“The great conjunction is the end of the world! … Or the beginning.”
I’ll say right now that a little fright never harmed my adolescence so kudos to Jim Henson for sticking to his guns in bringing “family film” and potential nightmare inducing adventure The Dark Crystal to life. Anyone who spied upon Brian Froud’s creature design should have been aware of how dark the proceedings would turn out, but you can’t blame surprise either considering the Henson name in 1982 was only synonymous with those cute characters known as The Muppets. While an alien world of violent, vulture-like Skeksis and peaceful, monk-like Mystics was far from the public’s consciousness, it surely cemented Henson’s genius and his puppetry company’s boundless imagination as elite. The plot may mirror so many other fantastical hero journeys, but none had ever quite looked like this.
The opening narration is spoken in an ominous deep voice: a storybook introduction to an environment as harsh as it is beautiful. A thousand years had passed since the titular crystal—the machine behind all life on this world—was cracked. In the wake of such destruction the Skeksis and Mystics were born. The former took control of the castle as the latter went into self-exile to live their lives in quiet contemplation rather than power-hungry greed. Between them were two other races: the Pod People and the Gelflings. The Skeksis enslaved the first and wiped out the second to the brink of extinction thanks to a prophecy foretelling how a Gelfling would be their ruin. Somehow Jen (Stephen Garlick’s voice and Henson’s puppetry) survived.
Henson had been working on the tale’s blueprints for almost a decade, crafting a short story that screenwriter David Odell would later adapt into the film we know today. Jim and long-time collaborator Frank Oz took on the job of co-directors and with the help of Froud’s design and Jane Roberts’ New Age movement writings—known as the “Seth Material”—The Dark Crystal was born atop a land of rock inhabited by mysterious creatures. Almost everything onscreen is “alive” and frightful. Some rocks transform into monsters eating what has landed upon them and land-locked anemones flutter in the wind before scurrying for cover once Jen or his eventual companion Kira (Lisa Maxwell‘s voice and Kathyrn Mullen‘s puppetry) come near. It’s the Gelfling’s task to save them all.
When their three suns converge the Skeksis will become immortal to rule with an iron fist for eternity unless the Dark Crystal is made whole again. What’s great is that Jen hasn’t been groomed to fill the role of savior. The Mystics who raised him did so to keep him alive without tell of prophecies or crystal shards or even what happened to his species. Only when his father figure lays dying does he learn of his destiny and even then he has no clue where to begin. Luckily the wise seer known as Aughra (Billie Whitelaw‘s voice and Oz’s puppetry) has an esoteric sense of what’s coming. But when the Skeksis unleash their evil beetle-like foot soldiers known as the Garthim, Jen must rely on himself.
This is a wonderful revelation because Henson never forces a warrior upon us to stare at in awe.
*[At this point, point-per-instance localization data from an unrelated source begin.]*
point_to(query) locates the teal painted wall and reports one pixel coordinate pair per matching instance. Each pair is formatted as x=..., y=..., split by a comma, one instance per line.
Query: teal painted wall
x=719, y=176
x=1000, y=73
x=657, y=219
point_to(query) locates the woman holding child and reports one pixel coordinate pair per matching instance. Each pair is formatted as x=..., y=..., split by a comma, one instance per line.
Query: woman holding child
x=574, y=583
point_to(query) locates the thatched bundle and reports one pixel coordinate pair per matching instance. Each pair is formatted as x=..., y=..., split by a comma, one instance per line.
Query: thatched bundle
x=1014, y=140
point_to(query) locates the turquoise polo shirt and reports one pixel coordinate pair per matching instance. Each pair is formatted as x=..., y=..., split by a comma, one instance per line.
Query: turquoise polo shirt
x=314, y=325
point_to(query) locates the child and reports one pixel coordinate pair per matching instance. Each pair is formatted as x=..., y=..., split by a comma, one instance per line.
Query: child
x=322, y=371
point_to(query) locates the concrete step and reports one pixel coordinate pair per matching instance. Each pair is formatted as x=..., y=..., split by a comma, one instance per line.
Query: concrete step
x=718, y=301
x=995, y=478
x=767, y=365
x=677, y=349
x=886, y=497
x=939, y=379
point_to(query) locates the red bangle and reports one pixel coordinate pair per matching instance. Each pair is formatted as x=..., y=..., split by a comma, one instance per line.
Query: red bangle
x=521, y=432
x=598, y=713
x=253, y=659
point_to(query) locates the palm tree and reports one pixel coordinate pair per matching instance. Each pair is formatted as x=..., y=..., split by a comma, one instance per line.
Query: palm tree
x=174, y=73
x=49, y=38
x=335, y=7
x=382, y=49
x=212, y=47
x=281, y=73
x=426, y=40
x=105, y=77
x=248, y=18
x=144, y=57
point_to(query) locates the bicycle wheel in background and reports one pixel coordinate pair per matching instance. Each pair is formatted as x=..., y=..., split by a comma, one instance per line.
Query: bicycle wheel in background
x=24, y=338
Jen is like us: innocent, afraid, and unsure of the future. But he has enough courage and pride to realize what will happen if he doesn’t do what the Mystics ask. He doesn’t question why it must be him because he knows there is no one else. So Jen stumbles and falls quite often. He risks being trapped under the spell of a Skeksis outcast known as the whimpering Chamberlain (Barry Dennen‘s voice and Oz’s puppetry) and must escape the Garthim more than once with the help of unknown creatures and a “flight or flight” mentality. What I love most about Jen is that he knows when he’s out-gunned.
We laugh at his countless moments of retreat while those who harbored him are killed or enslaved, but only until he reflects on the fact that it is his fault so much pain has been brought to others. It’s not really since the Skeksis are responsible for their own heinous actions and he didn’t ask to be born a Gelfling, but that guilt is a strong motivator to end the cycle of pain and suffering once and for all. Thankfully there are also stakes involved so that Jen can’t simply come to this realization and trudge forward. His companions—especially the whining, needy piranha dog fuzz ball called Fizzgig (Percy Edwards’ voice and Dave Goelz‘s puppetry)—sometimes leave him vulnerable and often put themselves in harm’s way too.
There’s no better kick in the pants than seeing loved ones die, though, and Henson knows it. He isn’t afraid to do what’s necessary for the story whether his young audience closes its eyes in fear or not. This is the point: a harkening back to Brothers Grimm fairy tales wherein evil exists as more than harmless adversary to be defeated. Evil delivers on its promise and destroys lives so an unlikely hero can rise from the ashes and say, “No more!” The Skeksis must be stopped and Jen will need a lot of luck to do so, but as long as he pushes forward there’ll always be a chance for success. That chance is enough to fuel revolutions and prove anything is possible if we only try.